To develop a theory of electromagnetic waves in matter, we turn to the Maxwell equations in matter. We start off in an analogous way as the vacuum case by setting the free charge and free current to zero; this corresponds to claiming with are working with dielectrics, where free charges are scarce. Conductors require more refined analysis, which we'll defer to later. Still, even in this no-free-charge setting we quickly hit an impasse. The behavior of waves in matter is, unsurprisingly, dependent on the nature of the material itself, namely how the electric displacement and auxiliary field behave. We can however restrict ourselves to the usual and generally quite useful case of linear, homogeneous and isotropic materials, in which the shapes of $\mathbf{D}$ and $\mathbf{H}$ are well-known. In such a setting, we get

\nabla ^{2}\mathbf{E}=\varepsilon\mu\frac{ \partial ^{2}\mathbf{E} }{ \partial t^{2} } ,\qquad \nabla ^{2}\mathbf{B}=\varepsilon\mu\frac{ \partial ^{2}\mathbf{B} }{ \partial t^{2} }

This form is near-identical to the vacuum one, with the difference of using general permittivity and permeability instead of their vacuum versions. This leads to a different shape for the phase velocity:

v=\frac{1}{\sqrt{ \varepsilon \mu }}=\frac{1}{\sqrt{ \varepsilon_{0}\varepsilon_{r}\mu_{0}\mu_{r} }}=\underbrace{ \frac{1}{\sqrt{ \varepsilon_{0} \mu_{0} }} }_{ c } \underbrace{ \frac{1}{\sqrt{ \varepsilon_{r}\mu_{r} }} }_{ 1/n }=\frac{c}{n}

The quantity $n=\sqrt{ \varepsilon_{r}\mu_{r} }\geq1$ is called the refractive index of the material and, among other things, determines a slowdown of the wave when in matter. Most materials are not really magnetic, so in many cases $\mu_{r}\simeq1$ and $n\simeq \sqrt{ \varepsilon_{r} }$ .

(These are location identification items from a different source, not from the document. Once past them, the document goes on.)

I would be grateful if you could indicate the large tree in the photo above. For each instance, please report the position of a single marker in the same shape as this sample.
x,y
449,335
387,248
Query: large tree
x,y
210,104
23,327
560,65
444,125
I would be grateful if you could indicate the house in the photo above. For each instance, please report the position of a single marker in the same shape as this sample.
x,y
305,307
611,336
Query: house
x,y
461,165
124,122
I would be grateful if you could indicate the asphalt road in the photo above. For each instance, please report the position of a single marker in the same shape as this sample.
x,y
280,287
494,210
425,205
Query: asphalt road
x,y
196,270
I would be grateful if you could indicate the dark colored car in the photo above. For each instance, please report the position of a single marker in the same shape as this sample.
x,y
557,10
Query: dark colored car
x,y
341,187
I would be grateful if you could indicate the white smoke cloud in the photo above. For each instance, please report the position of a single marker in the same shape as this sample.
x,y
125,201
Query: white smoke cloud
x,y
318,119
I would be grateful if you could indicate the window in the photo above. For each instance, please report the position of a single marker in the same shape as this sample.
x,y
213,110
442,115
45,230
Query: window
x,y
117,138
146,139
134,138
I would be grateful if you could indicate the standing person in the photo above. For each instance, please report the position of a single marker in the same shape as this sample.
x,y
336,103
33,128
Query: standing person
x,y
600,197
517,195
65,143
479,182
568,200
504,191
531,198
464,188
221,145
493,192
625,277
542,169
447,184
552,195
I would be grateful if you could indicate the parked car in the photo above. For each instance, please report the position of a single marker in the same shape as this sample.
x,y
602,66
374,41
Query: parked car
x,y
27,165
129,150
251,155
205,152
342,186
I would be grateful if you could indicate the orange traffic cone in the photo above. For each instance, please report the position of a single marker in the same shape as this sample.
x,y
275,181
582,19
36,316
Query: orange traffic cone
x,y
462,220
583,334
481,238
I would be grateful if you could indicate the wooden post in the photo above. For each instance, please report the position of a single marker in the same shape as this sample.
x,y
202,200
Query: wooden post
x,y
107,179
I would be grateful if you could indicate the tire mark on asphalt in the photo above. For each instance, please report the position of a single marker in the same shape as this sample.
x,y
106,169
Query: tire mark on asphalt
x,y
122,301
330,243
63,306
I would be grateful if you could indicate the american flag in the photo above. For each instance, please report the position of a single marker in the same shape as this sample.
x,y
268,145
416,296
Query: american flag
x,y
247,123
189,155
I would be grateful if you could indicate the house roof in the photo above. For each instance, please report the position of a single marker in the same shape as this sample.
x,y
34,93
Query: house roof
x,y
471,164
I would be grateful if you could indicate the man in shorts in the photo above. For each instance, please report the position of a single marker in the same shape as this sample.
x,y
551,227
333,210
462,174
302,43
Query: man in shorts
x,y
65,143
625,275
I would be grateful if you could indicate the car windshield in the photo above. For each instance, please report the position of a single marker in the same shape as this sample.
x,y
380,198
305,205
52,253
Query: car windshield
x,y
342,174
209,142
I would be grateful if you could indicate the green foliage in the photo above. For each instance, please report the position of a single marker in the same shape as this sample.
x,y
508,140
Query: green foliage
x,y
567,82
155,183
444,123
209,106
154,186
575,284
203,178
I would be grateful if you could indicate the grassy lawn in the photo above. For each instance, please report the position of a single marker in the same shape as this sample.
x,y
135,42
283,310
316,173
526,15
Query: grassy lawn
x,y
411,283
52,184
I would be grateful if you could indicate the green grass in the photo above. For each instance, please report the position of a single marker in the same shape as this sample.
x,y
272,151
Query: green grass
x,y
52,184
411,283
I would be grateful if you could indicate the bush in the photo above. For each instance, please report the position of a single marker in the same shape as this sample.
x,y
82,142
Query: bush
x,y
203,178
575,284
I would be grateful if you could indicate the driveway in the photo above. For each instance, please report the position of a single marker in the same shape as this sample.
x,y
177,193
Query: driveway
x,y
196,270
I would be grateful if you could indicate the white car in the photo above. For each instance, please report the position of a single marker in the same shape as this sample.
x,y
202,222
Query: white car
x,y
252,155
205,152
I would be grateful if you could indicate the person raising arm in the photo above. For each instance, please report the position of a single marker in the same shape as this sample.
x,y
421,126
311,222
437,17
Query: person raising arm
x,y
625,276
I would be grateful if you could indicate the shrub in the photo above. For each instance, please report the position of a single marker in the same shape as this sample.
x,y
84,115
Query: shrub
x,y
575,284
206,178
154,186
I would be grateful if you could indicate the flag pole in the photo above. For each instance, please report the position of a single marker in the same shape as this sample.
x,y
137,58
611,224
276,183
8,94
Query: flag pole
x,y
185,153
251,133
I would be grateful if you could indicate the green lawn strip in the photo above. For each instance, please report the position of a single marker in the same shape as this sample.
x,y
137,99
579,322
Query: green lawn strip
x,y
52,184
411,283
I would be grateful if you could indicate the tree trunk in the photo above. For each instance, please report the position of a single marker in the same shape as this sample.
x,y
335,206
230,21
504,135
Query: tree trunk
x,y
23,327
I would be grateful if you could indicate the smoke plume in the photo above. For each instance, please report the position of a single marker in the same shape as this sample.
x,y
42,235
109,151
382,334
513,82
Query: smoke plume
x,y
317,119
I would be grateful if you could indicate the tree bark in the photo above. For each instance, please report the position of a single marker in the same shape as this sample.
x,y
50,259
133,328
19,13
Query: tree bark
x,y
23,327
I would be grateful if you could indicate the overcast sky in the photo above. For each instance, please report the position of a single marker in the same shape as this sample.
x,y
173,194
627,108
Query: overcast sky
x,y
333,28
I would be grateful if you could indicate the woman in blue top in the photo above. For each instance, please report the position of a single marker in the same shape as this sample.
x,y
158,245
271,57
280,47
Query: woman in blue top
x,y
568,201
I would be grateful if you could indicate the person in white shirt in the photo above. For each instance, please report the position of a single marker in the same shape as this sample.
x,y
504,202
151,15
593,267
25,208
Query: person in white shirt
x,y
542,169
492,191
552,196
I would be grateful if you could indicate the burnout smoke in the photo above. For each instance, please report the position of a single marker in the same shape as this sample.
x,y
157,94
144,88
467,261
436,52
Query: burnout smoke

The transported quantities of these waves are largely the same and can be found by substituting $\varepsilon_{0}\to \varepsilon$ , $\mu_{0}\to \mu$ and $c\to c/n$ , so

u=\frac{1}{2}\left( \epsilon E^{2}+ \frac{1}{\mu}B^{2} \right),\quad \mathbf{S}=\frac{1}{\mu}(\mathbf{E}\times \mathbf{B})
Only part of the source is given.